Era pomeriggio inoltrato e la dottoressa Cameron stava svolgendo il suo turno in ambulatorio; quel che ai più sarebbe parso strano era il sorriso che aveva sulle labbra nonostante fossero ormai due ore che era in quella stanza.
Sembrava che la stanchezza non avesse presa sul suo esile corpo, perfino i suoi due colleghi ne erano sorpresi, ma quel giorno niente sarebbe riuscita a metterla di pessimo umore.
Un mese.
Bastava quel pensiero, quelle due parole all’apparenza insignificanti, a riscaldarle il cuore meglio di qualsiasi altra cosa.
Era un mese che lei, Allison Cameron dolce immunologa nel reparto di Diagnostica del Princeton Plainsboro Teaching Hospital, stava ufficialmente con Gregory House, un misantropo cinico e rompiscatole, nonché suo capo nel suddetto ospedale del New Jersey.
Ancora stentava a crederci e per questo Chase e Foreman non si risparmiavano di prenderla in giro trattandola come una ragazzina e, anche se all’inizio la cosa la infastidiva e imbarazzava, ormai ne era abituata e contenta; lei amava Gregory House e non le importava cosa dicessero gli altri, soprattutto ora che sapeva che i suoi sentimenti erano ricambiati.
Non era però solo quello il motivo di tutta la sua energia, il motivo per cui considerava quel giorno il più bello e importante della sua vita.
Almeno, il più importante giorno della sua vita fino a quel momento.
Lei teneva molto a festeggiare il mese più bello che avesse mai sognato di passare, ed ovviamente sperava di passarne molti altri in quel modo.
Mesi che sarebbero diventati anni ed anni che si sarebbero susseguiti fino a formare decenni, decenni passati accanto alla persona che più amava.
E lui aveva prenotato per quella sera nel ristorante migliore di tutta la città.
Quasi si pentì di aver insistito per incontrarsi direttamente lì; però, avendo entrambi il turno di pomeriggio, sarebbe stata una perdita di tempo se lui sarebbe dovuto andare prima a casa sua a cambiarsi e poi passare a prenderla.
“Arrivederci signora Brooks.” disse sorridendo alla sua ultima paziente prima di lasciare anche lei l’ambulatorio per andare a posare il camice nell’ufficio di Diagnostica.

“Chase, Foreman.” salutò entrando.
“Oh… non è che la bella principessa si è stancata troppo e stasera lascerà in bianco il suo principe azzurro?” chiese, canzonatorio, Robert seduto al tavolo.
“Ah-ah-ah.

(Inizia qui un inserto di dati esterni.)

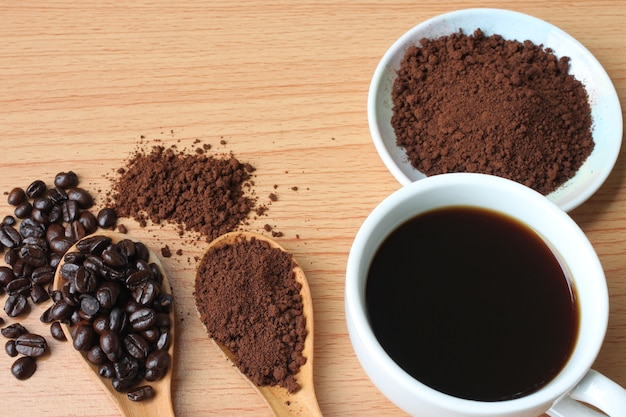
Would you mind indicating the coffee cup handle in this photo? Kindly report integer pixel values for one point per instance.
(596, 390)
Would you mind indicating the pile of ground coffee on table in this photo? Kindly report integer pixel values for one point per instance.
(489, 105)
(199, 192)
(250, 302)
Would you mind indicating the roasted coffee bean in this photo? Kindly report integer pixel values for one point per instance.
(111, 345)
(38, 293)
(75, 230)
(157, 364)
(15, 305)
(107, 294)
(13, 331)
(71, 211)
(32, 228)
(118, 320)
(34, 256)
(138, 277)
(43, 275)
(19, 286)
(61, 310)
(40, 216)
(107, 218)
(106, 370)
(24, 367)
(89, 222)
(89, 305)
(66, 179)
(57, 195)
(145, 392)
(85, 280)
(44, 204)
(9, 220)
(56, 331)
(96, 356)
(23, 210)
(6, 275)
(16, 196)
(93, 245)
(136, 346)
(10, 349)
(30, 344)
(9, 236)
(81, 196)
(83, 337)
(36, 189)
(61, 244)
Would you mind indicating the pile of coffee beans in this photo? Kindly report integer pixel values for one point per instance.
(119, 316)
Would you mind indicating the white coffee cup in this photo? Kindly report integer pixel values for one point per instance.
(564, 396)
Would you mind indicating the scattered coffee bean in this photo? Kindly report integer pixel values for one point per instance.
(30, 344)
(24, 367)
(141, 393)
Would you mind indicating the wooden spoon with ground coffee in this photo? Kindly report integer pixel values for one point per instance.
(251, 294)
(120, 348)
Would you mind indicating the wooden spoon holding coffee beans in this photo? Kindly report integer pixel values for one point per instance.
(95, 332)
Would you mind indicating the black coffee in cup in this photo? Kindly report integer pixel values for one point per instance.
(472, 303)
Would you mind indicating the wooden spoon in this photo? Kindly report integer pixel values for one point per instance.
(161, 404)
(302, 403)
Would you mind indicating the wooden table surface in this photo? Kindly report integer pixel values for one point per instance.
(284, 84)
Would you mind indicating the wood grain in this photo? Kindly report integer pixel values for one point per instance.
(284, 84)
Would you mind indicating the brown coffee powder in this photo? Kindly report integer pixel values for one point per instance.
(250, 302)
(198, 192)
(485, 104)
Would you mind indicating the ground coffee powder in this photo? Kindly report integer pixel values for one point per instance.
(485, 104)
(250, 302)
(197, 191)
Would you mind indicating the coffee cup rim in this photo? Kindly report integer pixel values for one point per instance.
(374, 359)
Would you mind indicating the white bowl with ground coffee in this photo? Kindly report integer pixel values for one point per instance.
(496, 92)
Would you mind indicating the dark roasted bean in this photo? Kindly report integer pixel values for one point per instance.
(85, 280)
(107, 218)
(81, 196)
(32, 228)
(71, 211)
(83, 337)
(111, 345)
(24, 367)
(16, 196)
(9, 236)
(106, 370)
(36, 189)
(13, 331)
(19, 286)
(66, 179)
(56, 331)
(145, 392)
(38, 294)
(43, 275)
(89, 305)
(96, 356)
(136, 346)
(6, 275)
(89, 221)
(93, 245)
(23, 210)
(61, 244)
(30, 344)
(75, 230)
(15, 305)
(10, 349)
(157, 364)
(107, 294)
(61, 310)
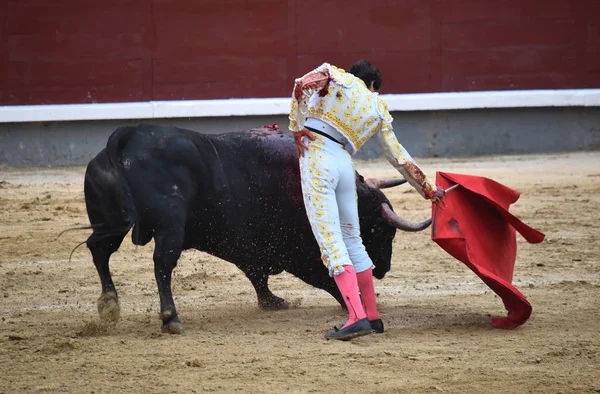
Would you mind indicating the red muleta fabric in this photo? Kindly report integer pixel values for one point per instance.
(474, 226)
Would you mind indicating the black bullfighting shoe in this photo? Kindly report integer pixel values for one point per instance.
(354, 330)
(377, 326)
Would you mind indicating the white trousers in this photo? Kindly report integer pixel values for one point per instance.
(330, 199)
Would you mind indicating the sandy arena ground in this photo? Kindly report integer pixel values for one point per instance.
(437, 312)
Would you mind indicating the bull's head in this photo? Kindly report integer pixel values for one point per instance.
(378, 222)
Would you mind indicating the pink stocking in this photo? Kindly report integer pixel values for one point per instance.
(367, 290)
(347, 284)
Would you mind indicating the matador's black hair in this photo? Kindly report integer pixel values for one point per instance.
(364, 70)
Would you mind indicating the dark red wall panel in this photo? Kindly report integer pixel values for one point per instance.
(68, 51)
(3, 50)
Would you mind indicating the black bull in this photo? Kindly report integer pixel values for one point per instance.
(236, 196)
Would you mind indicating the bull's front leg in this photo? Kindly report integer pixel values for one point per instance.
(166, 254)
(102, 247)
(260, 280)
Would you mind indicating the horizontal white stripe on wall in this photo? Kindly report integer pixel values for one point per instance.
(280, 106)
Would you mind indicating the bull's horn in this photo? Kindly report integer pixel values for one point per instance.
(401, 224)
(385, 182)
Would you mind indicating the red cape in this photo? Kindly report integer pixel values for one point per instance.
(475, 227)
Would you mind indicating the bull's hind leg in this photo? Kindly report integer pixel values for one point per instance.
(260, 280)
(168, 245)
(102, 247)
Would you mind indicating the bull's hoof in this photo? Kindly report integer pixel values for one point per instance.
(272, 303)
(171, 323)
(174, 327)
(108, 308)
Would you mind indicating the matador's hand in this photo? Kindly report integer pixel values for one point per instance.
(300, 145)
(439, 194)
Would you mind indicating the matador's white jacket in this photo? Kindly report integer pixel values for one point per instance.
(344, 102)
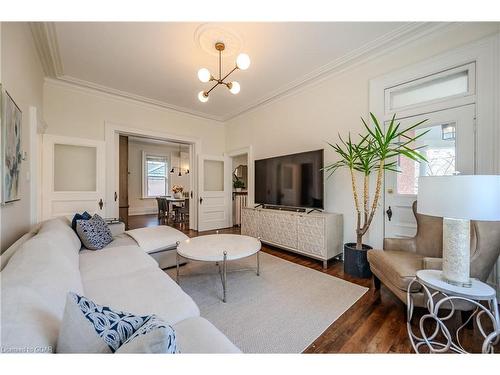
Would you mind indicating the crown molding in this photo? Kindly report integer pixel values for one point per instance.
(44, 35)
(95, 89)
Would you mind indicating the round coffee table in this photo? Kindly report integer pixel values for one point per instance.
(219, 248)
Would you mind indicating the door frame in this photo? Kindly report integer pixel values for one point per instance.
(226, 181)
(248, 150)
(112, 133)
(485, 54)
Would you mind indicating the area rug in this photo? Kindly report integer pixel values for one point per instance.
(281, 311)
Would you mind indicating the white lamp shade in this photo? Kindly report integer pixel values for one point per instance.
(470, 197)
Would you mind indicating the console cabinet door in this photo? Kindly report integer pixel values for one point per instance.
(250, 223)
(280, 229)
(311, 235)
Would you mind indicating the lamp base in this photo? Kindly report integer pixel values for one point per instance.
(456, 251)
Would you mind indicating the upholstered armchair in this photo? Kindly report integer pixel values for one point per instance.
(396, 265)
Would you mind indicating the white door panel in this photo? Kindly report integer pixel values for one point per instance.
(450, 149)
(214, 192)
(73, 176)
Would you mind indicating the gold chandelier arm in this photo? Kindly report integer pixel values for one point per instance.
(220, 64)
(227, 75)
(214, 86)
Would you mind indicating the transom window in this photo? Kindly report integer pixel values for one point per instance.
(451, 83)
(155, 176)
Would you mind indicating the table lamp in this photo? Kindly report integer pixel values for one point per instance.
(459, 199)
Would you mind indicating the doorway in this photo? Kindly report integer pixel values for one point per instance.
(154, 183)
(449, 149)
(239, 186)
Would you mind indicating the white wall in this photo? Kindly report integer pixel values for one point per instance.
(78, 112)
(308, 118)
(22, 77)
(138, 205)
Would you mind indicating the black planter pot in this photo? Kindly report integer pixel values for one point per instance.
(355, 261)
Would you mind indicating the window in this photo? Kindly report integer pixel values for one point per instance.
(440, 86)
(155, 176)
(440, 154)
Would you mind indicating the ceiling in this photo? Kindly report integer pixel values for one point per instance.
(158, 62)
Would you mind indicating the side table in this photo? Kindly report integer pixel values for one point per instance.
(441, 295)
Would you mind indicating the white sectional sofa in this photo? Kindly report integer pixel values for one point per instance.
(49, 262)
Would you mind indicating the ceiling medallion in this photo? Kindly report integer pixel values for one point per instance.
(204, 75)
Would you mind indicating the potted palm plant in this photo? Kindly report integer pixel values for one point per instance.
(375, 152)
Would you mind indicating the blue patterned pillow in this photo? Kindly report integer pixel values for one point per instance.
(84, 216)
(89, 327)
(94, 233)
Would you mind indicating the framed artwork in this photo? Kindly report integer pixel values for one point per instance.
(11, 148)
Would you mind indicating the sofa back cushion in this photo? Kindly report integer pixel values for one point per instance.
(34, 287)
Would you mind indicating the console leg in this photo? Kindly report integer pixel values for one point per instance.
(465, 316)
(224, 277)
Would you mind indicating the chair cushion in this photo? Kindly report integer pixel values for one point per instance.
(399, 267)
(198, 335)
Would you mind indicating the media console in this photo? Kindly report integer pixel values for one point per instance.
(317, 235)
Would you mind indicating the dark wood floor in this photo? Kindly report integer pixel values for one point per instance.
(376, 323)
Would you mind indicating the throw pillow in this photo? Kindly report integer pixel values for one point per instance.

Non è che tu hai sbagliato mestiere e dovevi far il comico invece che il medico?” domandò di rimando la dottoressa, seppur nemmeno il biondo riuscisse ad innervosirla. “No, meglio di no… non avresti guadagnato nulla.”

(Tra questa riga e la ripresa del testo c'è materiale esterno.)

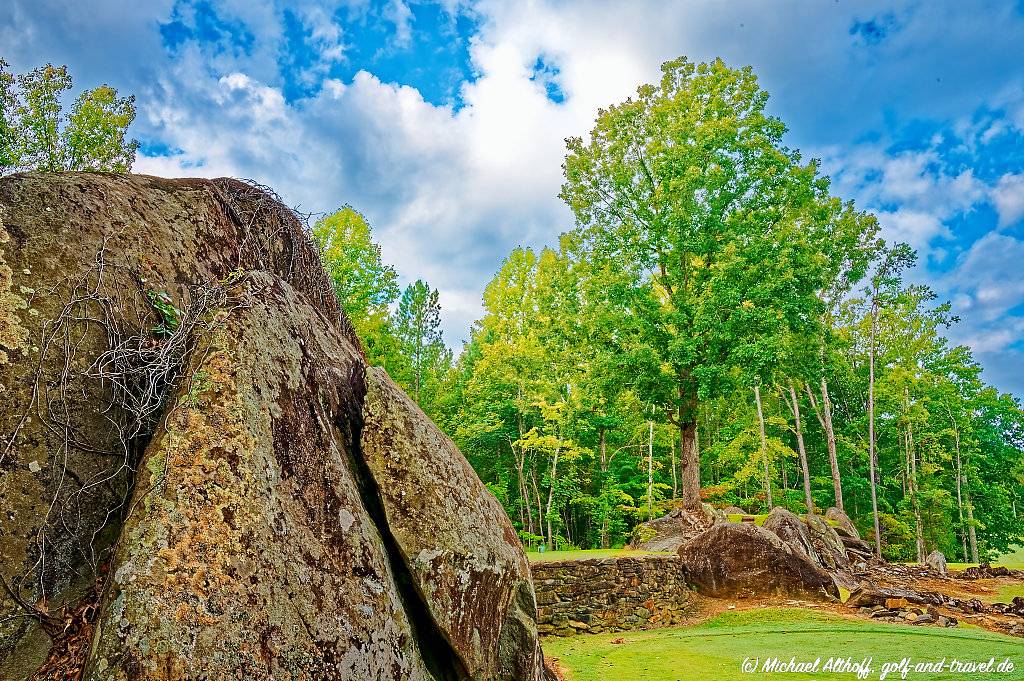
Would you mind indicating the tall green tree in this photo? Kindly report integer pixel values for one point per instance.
(366, 286)
(417, 325)
(689, 188)
(36, 132)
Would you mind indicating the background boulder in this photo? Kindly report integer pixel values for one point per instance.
(189, 426)
(741, 559)
(675, 528)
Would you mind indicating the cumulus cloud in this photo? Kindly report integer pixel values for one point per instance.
(1009, 199)
(451, 188)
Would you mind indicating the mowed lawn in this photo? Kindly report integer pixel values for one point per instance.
(716, 649)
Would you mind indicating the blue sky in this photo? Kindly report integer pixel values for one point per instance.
(444, 121)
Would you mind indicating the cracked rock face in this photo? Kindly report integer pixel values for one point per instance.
(292, 514)
(741, 559)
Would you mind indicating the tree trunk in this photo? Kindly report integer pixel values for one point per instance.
(650, 470)
(962, 530)
(675, 483)
(824, 418)
(551, 494)
(914, 501)
(795, 408)
(690, 461)
(871, 461)
(540, 508)
(764, 447)
(603, 448)
(971, 535)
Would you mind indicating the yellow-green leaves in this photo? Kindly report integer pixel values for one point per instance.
(37, 134)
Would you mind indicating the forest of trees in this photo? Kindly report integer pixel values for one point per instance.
(717, 328)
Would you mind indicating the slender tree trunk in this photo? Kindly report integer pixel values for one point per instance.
(540, 508)
(650, 470)
(871, 461)
(764, 447)
(824, 418)
(914, 500)
(962, 529)
(675, 484)
(795, 408)
(971, 535)
(603, 449)
(551, 493)
(520, 462)
(690, 461)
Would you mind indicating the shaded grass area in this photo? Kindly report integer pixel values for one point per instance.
(717, 648)
(550, 556)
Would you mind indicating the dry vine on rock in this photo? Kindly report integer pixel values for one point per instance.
(146, 341)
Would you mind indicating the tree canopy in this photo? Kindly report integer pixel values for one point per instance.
(36, 132)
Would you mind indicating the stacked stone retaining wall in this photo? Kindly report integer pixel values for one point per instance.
(610, 594)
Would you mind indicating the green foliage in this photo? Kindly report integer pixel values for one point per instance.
(717, 648)
(169, 315)
(37, 134)
(425, 357)
(365, 286)
(407, 341)
(710, 258)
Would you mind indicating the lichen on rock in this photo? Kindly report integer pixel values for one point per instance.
(12, 334)
(288, 513)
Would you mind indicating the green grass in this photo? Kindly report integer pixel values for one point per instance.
(717, 648)
(551, 556)
(1014, 559)
(738, 517)
(1006, 594)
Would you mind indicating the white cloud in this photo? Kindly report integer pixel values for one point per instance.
(451, 190)
(1009, 199)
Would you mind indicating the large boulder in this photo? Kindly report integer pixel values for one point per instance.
(188, 422)
(675, 528)
(936, 560)
(844, 525)
(788, 527)
(741, 559)
(827, 545)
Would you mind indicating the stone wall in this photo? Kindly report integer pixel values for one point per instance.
(610, 594)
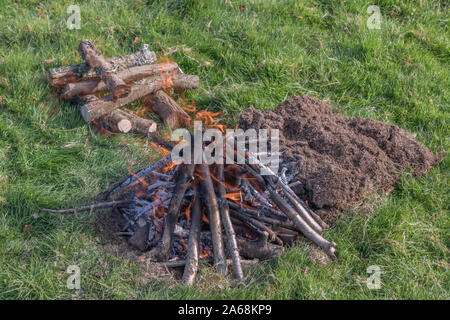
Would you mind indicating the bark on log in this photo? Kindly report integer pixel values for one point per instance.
(210, 202)
(124, 187)
(169, 111)
(259, 249)
(228, 226)
(95, 109)
(104, 69)
(184, 175)
(71, 90)
(126, 121)
(191, 267)
(182, 263)
(59, 77)
(257, 224)
(306, 230)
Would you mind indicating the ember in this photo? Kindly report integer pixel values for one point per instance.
(185, 212)
(253, 219)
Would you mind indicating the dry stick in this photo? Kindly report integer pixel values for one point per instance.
(190, 270)
(302, 211)
(210, 202)
(228, 226)
(104, 69)
(126, 120)
(95, 109)
(191, 267)
(169, 111)
(304, 227)
(183, 176)
(260, 248)
(256, 215)
(59, 77)
(71, 90)
(90, 207)
(182, 263)
(258, 225)
(123, 187)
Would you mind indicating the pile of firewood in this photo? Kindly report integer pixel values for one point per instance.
(126, 78)
(184, 213)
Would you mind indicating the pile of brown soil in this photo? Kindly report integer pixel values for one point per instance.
(340, 159)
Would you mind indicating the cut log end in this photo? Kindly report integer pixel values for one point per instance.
(124, 125)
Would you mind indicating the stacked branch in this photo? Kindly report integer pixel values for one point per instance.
(249, 215)
(103, 87)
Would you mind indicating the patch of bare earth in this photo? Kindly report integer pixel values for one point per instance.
(340, 159)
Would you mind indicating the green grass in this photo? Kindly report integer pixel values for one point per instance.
(259, 56)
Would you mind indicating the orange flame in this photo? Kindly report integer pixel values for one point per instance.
(170, 166)
(235, 196)
(183, 243)
(142, 181)
(102, 130)
(160, 149)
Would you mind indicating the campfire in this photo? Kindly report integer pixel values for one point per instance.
(225, 214)
(184, 213)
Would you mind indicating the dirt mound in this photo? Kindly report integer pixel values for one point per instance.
(340, 159)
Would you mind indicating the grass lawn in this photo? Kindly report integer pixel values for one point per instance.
(246, 53)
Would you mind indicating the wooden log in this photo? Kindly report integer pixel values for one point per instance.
(104, 69)
(127, 121)
(228, 226)
(260, 249)
(169, 111)
(210, 201)
(95, 109)
(191, 267)
(59, 77)
(71, 90)
(124, 187)
(303, 226)
(183, 176)
(182, 263)
(258, 225)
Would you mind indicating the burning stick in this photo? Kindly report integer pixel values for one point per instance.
(210, 202)
(260, 227)
(190, 269)
(228, 226)
(59, 77)
(71, 90)
(302, 225)
(184, 175)
(95, 109)
(125, 186)
(104, 69)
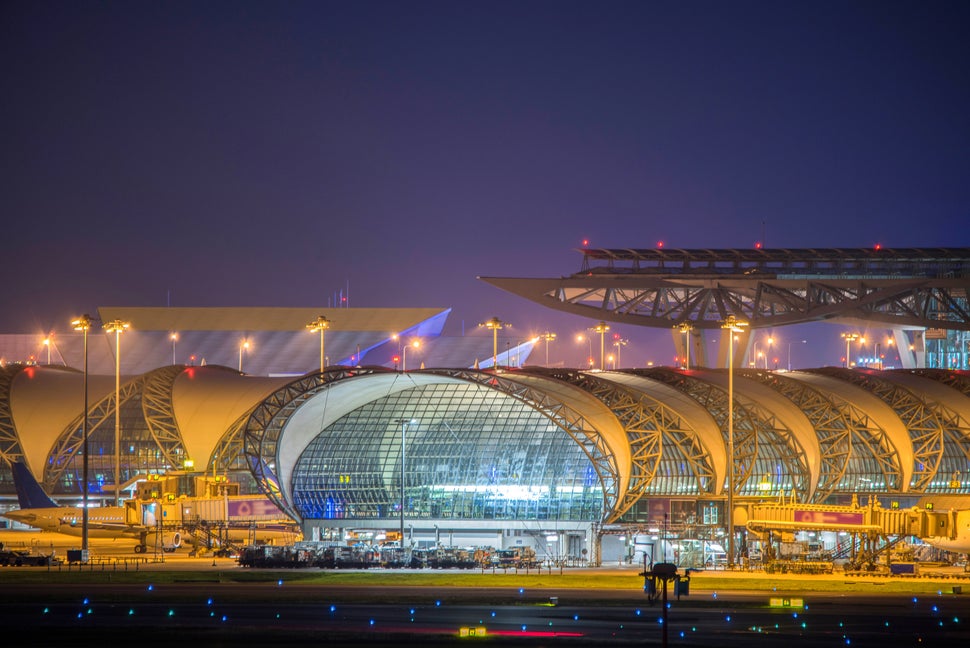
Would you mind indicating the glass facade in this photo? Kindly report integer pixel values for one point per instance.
(469, 452)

“La nostra Cameron ha tirato fuori le unghie.” aggiunse Eric. “In ogni caso, non è stata la sola ad aver fretta di andare via…” continuò, facendole notare l’assenza di House.
“Verso le cinque è andato da Wilson,” spiegò Chase indicando il terrazzo che univa l’ufficio del primario di Diagnostica a quello del primario di Oncologia “e poi non si è più visto.”
“Dev’esser tornato quando noi non c’eravamo, visto che il suo giubbotto non c’è più.” intervenne Foreman.
“Forse ha bisogno di qualcuno che gli rispieghi come funzionano le cose tra un uomo e una donna…” scherzò l’internista.
“Infondo è passato diverso tempo dalla sua storia con Stacy…” gli diede mano il collega.
“Guarda che noi abbiamo già…” sbottò Cameron per poi zittirsi immediatamente, rossa come un peperone, e generando l’ilarità dei due medici.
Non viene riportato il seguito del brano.